Let's put our turtle right over here, and for now I'm not gonna draw anything on the screen, I just want to see if I can get the turtle to follow the path of this edge.

So, um I happen to know that this particular triangle is 100 steps on this side, and 100 on this side. So, the start is easy, I can just say forward 100, and that takes me up to the corner.

Now I want to figure out how much of a turn I have to make here. Well, let's consider for a minute how we make a right angle isosceles triangle.

If we look at this square, we see that this triangle is made by starting with a square and drawing the diagonal.

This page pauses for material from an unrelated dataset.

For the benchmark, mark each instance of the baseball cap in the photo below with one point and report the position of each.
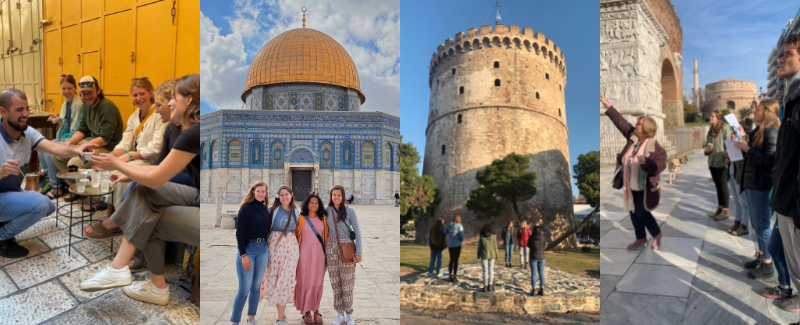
(87, 83)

Well, this diagonal cuts this angle right in half, doesn't it?

We know that each corner of the square is 90 degrees. If we cut that angle in half, we have 45 degrees, right here.

So we know that this angle is 45 degrees. How much of a turn do we have to make? How much of a turn does the turtle have to make?

Let's look here at the turn, OK? Now in general, when we're turn a corner, you see we're still facing in this direction, this, this entire angle, if we take the blue corner of the triangle together with this little sector is 180 degrees. And we know that this little blue part here, this little angle is 45 degrees. So the total amount of turn, the angle in this whole sector here is 180 minus 45, or 135 degrees.

So let's turn right 135 degrees and see how that looks. OK, that looks about right. Now we have to figure out the length of this line right here, and that's a little bit trickier. Um, let's consider for a minute, what we're gonna have to look at is, well we're gonna start with two squares here, and think for a minute about the area of squares, and then it'll be clear in a minute why we have to worry about the areas. But, we said this is 100 steps, actually let's make up our own unit, we'll say this is one hectostep, OK, a hectometer is 100 meters, a hectostep is 100 steps. So this is one hectostep, so this square is one by one.

So if each side is 1, then the area as a whole is 1 hectostep. And these two squares make up two square hectosteps.

Now let's rearrange these pieces for a minute.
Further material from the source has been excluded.